German Chancellor Angela Merkel holds a news conference after a meeting of her cabinet in Berlin
Merkel is expected to tell the EU summit that Germany has limited fundsImage: AP

She has told Brussels the furthest she could go would be to allow money from various EU funds to support poor states that goes unused to be diverted to stimulus spending. Normally, the unused funds are returned to donor countries, like Germany. When she arrives in Brussels on Thursday, she is expected to stress she has no other funds to offer.

Merkel has only left one loophole for herself: she is to meet with leaders of her governing coalition in Berlin on January 5 to see what to do next about the economy.

Some in her coalition have pressed for more spending inside Germany, and her spokesman Ulrich Wilhelm appeared to be widening that loophole when he said this week that governments do need to study "further, targeted action" on the economy.

This week, Germany's most senior judges triggered just such a cash infusion, telling the government to return more than 7 billion euros ($10 billion) to income-tax payers who had been denied an exemption for the cost of commuting to work.

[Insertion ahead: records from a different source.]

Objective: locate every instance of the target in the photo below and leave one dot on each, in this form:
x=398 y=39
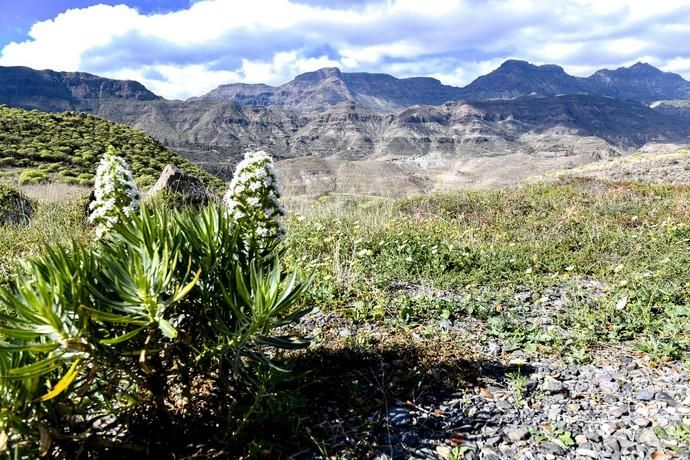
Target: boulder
x=15 y=207
x=188 y=189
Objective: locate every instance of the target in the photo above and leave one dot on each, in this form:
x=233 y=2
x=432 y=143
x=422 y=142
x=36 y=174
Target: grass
x=38 y=148
x=588 y=263
x=615 y=255
x=558 y=268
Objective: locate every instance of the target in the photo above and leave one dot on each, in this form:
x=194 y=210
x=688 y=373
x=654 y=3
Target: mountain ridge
x=514 y=78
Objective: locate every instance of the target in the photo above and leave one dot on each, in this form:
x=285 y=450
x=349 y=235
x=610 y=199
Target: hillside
x=327 y=87
x=65 y=147
x=51 y=91
x=350 y=131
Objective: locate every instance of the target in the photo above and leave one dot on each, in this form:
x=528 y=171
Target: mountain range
x=519 y=108
x=327 y=87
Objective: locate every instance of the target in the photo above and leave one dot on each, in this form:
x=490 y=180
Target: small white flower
x=252 y=200
x=115 y=192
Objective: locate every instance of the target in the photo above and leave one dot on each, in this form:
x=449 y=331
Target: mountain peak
x=320 y=74
x=516 y=64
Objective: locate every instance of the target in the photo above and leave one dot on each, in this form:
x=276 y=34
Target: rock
x=552 y=385
x=15 y=207
x=644 y=395
x=552 y=448
x=504 y=405
x=443 y=451
x=648 y=436
x=517 y=434
x=587 y=453
x=641 y=421
x=190 y=189
x=399 y=417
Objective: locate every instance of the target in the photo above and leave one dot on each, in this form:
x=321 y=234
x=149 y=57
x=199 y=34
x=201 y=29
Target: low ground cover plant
x=97 y=336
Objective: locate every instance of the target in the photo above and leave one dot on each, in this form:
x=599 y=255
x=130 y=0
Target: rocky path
x=620 y=405
x=614 y=408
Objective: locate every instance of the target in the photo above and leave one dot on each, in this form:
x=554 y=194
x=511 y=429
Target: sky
x=183 y=48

Instead of complaining about losing the tax case in the Constitutional Court, Merkel is expected to trumpet in Brussels the fact that Germany is in fact putting money back into taxpayers' pockets at just the right time.

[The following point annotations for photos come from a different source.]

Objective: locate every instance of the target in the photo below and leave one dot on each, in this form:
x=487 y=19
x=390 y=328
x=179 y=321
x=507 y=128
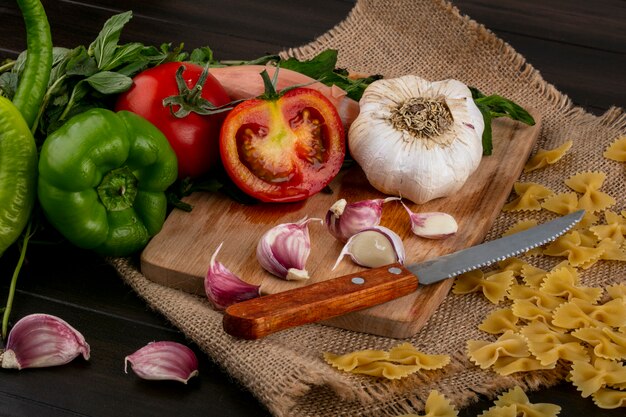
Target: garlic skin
x=42 y=340
x=373 y=247
x=417 y=139
x=432 y=225
x=224 y=288
x=163 y=361
x=284 y=249
x=345 y=219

Protecting German jobs over the climate

German Chancellor Angela Merkel gestures during a press conference following a two-day EU summit
Merkel has made it clear wants to protect German industryImage: AP

On climate-change policy, the EU states are at odds over key parts of European Union proposals to reduce emissions of greenhouse gases. The plan would require that, by 2020, nations cut their emissions by 20 per cent compared to 1990 levels.

Merkel's stance is that the EU should lead the world in aggressive cuts. But Germany is also one of the nations concerned this could disadvantage its own industries if other nations do not take matching steps.

Opposition speakers from the Green Party in the German parliament recently accused her of treading on the brakes, after having egged on the world last year to cut emissions. Some in Brussels would agree that Berlin is shaping up as an obstacle to quick cuts.

She is also making clear that, given a choice between reducing emissions and sacrificing jobs, she would prefer to keep Germans employed.

With the economic crisis and climate change atop the agenda now, less attention is being paid to the tortuous attempts to stop a reform of EU institutions under the Lisbon Treaty from being derailed after Irish voters rejected it earlier this year.

After months of no progress, the Germans no longer seem so confident they can surmount the problem.

Social Democrats, part of Merkel's coalition, have even radically suggested in parliamentary debate that the people of Ireland be summoned to a new referendum with the choice: stay in the EU or go.

If Ireland left, the Lisbon Treaty could be put into effect.

Merkel makes light of mini-summit snub

Britain's Prime Minister Gordon Brown, left, meets French President Nicolas Sarkozy, center, and European Commission President Jose Manuel Barroso at 10 Downing Street in London
The old boys club: Brown, Sarkozy and BarrosoImage: AP

Merkel has told France's Nicolas Sarkozy, exercising the EU presidency, that she wants to make this week's summit a success.

Unlike Sarkozy, she was not invited to a "mini-summit" hosted in London on Tuesday by British Prime Minister Gordon Brown.

Those close to Merkel have since argued that being left out could prove a benefit strategically to her.

The London group represented the "Old West" of the EU still trying to peddle imprudent economic policies, they suggest. Merkel on the other hand remains a beacon for the smaller EU nations.

"The fact that she was not there in London means her advice will be listened to with greater attention," said one aide.

Instead Merkel spent the day in the Polish capital Warsaw, and appeared to sense she had nothing to ashamed of.

"I am going into the summit to do some tough negotiating, even if some people do sometimes claim that we are often the naysayers," she said.